In a poll by Today and AOL last year, women reported spending on average 55 minutes every day working on their appearance. Another poll, commissioned by British beauty brand Nephria, found women spend 23 minutes a day blow-drying and styling their hair (men spent 12 minutes getting ready total, two minutes shy of how much time women spent putting on makeup). Some women, like Astarita, who have particularly difficult hair, can spend more time than that.
Fair or not, skipping a beauty routine can have professional and personal consequences. Study after study shows that attractive people have easier lives. They are more likely to get called back for an interview, make more sales, have better starting salaries, and receive favorable treatment in the legal system.
And conforming to “attractive” and “presentable” standards has a lot to do with doing your hair. In 2012, the Center for Talent Innovation, in partnership with Marie Claire, conducted a study of more than 4,000 college-educated professionals in which they asked what portraying an “executive presence” involved. Unsurprisingly, “polished appearance” was one of the top three results (behind “gravitas” and “communication skills”). The study reported that 54% of male and 67% of female survey respondents cited “unkempt hair” as one of the biggest mistakes women make at work, and the magazine quoted a vice president at a global consulting firm: “I was mentoring a woman who was 30 but looked 22. She couldn’t get to the next level, so I told her, ‘Get a haircut. You look like a kid, and people don’t trust a kid to do a grown-up’s job.’ The next time I saw her, she looked amazing [with a new hairstyle]. And guess what? She got that promotion.”
“Why are so few women running Fortune 500 companies?” Marie Claire asked while presenting these findings. “Because too many of us don’t look and act the part.”
Of course, there are exceptions. (Looking to raise venture capital?
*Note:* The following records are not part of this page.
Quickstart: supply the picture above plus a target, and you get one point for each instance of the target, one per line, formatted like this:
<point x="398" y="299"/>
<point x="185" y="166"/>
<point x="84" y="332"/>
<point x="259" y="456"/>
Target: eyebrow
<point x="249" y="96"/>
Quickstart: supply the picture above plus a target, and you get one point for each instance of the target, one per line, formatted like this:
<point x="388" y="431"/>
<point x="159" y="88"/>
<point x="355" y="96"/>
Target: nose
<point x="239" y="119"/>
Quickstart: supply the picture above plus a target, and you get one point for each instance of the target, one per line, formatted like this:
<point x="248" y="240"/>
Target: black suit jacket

Scruff up! Attractive women fare worse). But in many cases, not conforming to societal standards for beauty and grooming results in a penalty. Which sucks, and often sucks more for women of color. One survey found that two out of five black women avoid exercising to maintain their hairstyles.
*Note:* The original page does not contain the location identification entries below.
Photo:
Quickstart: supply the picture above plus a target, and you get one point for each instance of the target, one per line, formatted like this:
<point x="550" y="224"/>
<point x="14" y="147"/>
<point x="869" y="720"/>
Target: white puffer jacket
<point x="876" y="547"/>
In other words, before you judge Blowtox, remember that it’s you, society, that created conditions under which it could thrive. While Blowtox is not not ridiculous, it is about more than hair.
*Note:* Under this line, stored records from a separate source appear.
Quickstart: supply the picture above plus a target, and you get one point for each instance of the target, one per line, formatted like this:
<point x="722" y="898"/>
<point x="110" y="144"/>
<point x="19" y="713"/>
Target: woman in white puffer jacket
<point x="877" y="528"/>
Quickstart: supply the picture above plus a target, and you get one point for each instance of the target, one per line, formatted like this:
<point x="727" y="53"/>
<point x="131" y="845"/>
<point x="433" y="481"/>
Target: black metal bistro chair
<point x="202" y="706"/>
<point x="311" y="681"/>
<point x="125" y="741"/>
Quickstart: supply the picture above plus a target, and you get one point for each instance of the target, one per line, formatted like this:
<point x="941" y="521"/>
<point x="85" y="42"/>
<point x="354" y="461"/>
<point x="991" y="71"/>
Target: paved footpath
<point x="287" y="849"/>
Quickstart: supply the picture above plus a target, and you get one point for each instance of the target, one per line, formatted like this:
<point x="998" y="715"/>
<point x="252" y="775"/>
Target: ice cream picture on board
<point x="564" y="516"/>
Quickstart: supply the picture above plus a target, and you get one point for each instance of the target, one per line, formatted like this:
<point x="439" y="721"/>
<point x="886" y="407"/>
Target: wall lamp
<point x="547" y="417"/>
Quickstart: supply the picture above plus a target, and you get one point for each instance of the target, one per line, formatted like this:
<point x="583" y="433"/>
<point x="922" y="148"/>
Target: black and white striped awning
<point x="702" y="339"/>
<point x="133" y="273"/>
“It was a real emotional phenomenon,” says Dr. Engelman of her clients who received Blowtox. “It’s not, ‘Oh, yay, I’m prettier and life is easier’; it’s, ‘Now I don’t worry about what I look like or how I’m going to schedule my life around my hair. I make people pretty all the time, but they don’t come in and say, ‘You’ve changed my life by doing my lips.’”
That’s certainly been the case for Astarita, who works as an aesthetician. “Especially in New York, we all have these incredibly busy work lives, social lives, and trying to carve out some time when I can make time for myself to go to the gym, to exercise, is really challenging,” she says. “The last thing I want to deter me is because I just got my hair blown out. [Blowtox] basically gives me a lot more free time.”
Dr. Nia Terezakis, a clinical professor at Tulane University Medical School who has a practice near New Orleans, has never administered Blowtox, but she says she would, even sans FDA approval. “The safety of the drug is established, and when they approve it for one indication, it’s not forbidden for use elsewhere,” she says. “It’s the most common cosmetic procedure in the world. In the hands of someone who uses Botox a lot, it’s very safe.”
Even so, getting Botox injections is a real medical procedure with real risks. There are no studies about Blowtox, its prevalence, or how far it’s spread beyond New York, but none of the doctors I contacted for this article, even those who had never performed a single Blowtox procedure, or a spokesperson for the American Academy of Dermatology, seemed particularly surprised by the idea. “People usually prioritize face first,” Dr. Wexler told me. “Then they prioritize with their budget. “
“But if they have unlimited budgets, they do everything.”